Comment t'as pu ? ". Ce vieux monstre d'amour qu'elle avait un jour planté dans son propre ventre laisse échapper de longs sanglots qui écorchent ses entrailles.
Puis ils essayent de s'expliquer. Ce n'est pas évident. Ses yeux bleus fuient comme des nuages pleins d'eau. Il lui dit je suis tellement désolé, je ne voulais pas te faire de la peine. Elle réplique c'est trop tard, tu m'as cassée. Et ses yeux fuient encore, imbibent des dizaines de mouchoirs comme des flocons humides autour d'elle. Il dit qu'elle avait l'air de l'accepter, elle l'avait expliqué elle-même. Elle réplique qu'elle n'aurait jamais imaginé. Elle reprend son souffle, et dit qu'elle pouvait aisément le supporter en pensant que ce n'était qu'une aventure, du sexe de la trentaine en crise. Elle imaginait une petite secrétaire arriviste, jeune, souriante, des yeux languides et un petit bouton de nacre qu'il n'était pas nécessaire d'ouvrir sur son chemisier.
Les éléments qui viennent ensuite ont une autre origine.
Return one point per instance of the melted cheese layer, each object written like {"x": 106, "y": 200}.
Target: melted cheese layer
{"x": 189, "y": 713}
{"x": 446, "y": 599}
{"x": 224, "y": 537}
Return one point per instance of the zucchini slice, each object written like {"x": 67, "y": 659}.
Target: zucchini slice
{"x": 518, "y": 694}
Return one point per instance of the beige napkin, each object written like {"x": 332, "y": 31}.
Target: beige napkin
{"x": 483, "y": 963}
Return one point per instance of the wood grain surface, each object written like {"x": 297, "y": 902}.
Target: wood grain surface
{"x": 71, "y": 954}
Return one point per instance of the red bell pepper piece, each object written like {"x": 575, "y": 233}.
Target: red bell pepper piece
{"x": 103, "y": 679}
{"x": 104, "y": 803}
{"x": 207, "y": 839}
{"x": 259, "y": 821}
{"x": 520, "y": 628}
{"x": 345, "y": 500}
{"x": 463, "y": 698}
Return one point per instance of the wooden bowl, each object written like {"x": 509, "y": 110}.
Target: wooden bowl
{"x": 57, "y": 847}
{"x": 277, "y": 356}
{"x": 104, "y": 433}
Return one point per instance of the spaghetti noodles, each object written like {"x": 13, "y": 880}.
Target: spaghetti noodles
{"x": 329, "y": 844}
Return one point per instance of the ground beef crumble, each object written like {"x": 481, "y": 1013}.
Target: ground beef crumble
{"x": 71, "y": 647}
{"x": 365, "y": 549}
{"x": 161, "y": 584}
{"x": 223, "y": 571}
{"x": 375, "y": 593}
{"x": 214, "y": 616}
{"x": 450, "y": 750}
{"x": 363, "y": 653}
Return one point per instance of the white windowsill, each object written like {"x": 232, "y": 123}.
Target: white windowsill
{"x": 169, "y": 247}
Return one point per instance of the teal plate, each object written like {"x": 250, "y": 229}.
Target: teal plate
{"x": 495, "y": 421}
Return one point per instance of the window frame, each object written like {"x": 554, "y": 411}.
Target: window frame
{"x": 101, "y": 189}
Mais c'est un homme, et je ne peux pas rivaliser avec un homme. Et ça dure depuis notre mariage ou même avant, pas vrai, Charlie ? C'est une putain d'histoire d'amour, celle de ta vie, la vraie, hein, Charlie ? Je suis une potiche pour toi, n'est-ce pas Charlie ? Tout ce que tu voulais faire avec moi, c'était jouer au papa et à la maman. J'étais ton satellite quand lui était ton vrai soleil et tes étoiles. Ça fait des années que tu me cocufies dans ton cœur comme la dernière des crétines.
Elle ne pleure plus. Elle ne dit plus rien, maintenant qu'elle a vidé son sac. Elle reste allongée sur le flanc, les mains sous la tête, les yeux fixés sur la lumière pointant entre les stores. Charlie se tait aussi. Il cherche un peu dans sa tête, il retourne ses neurones. Sa douleur l'a fait sombrer. La honte lui donne envie de vomir. Alors, plutôt que de se débattre dans un marasme gelé. Plutôt que d'essayer de se raccrocher aux parois, il choisit de s'en aller. De demander le divorce.
Agathe a dit oui, pendant que ça résonnait dans son ventre, dans la gueule du vieux monstre meurtri qui habite encore un peu en elle, par habitude.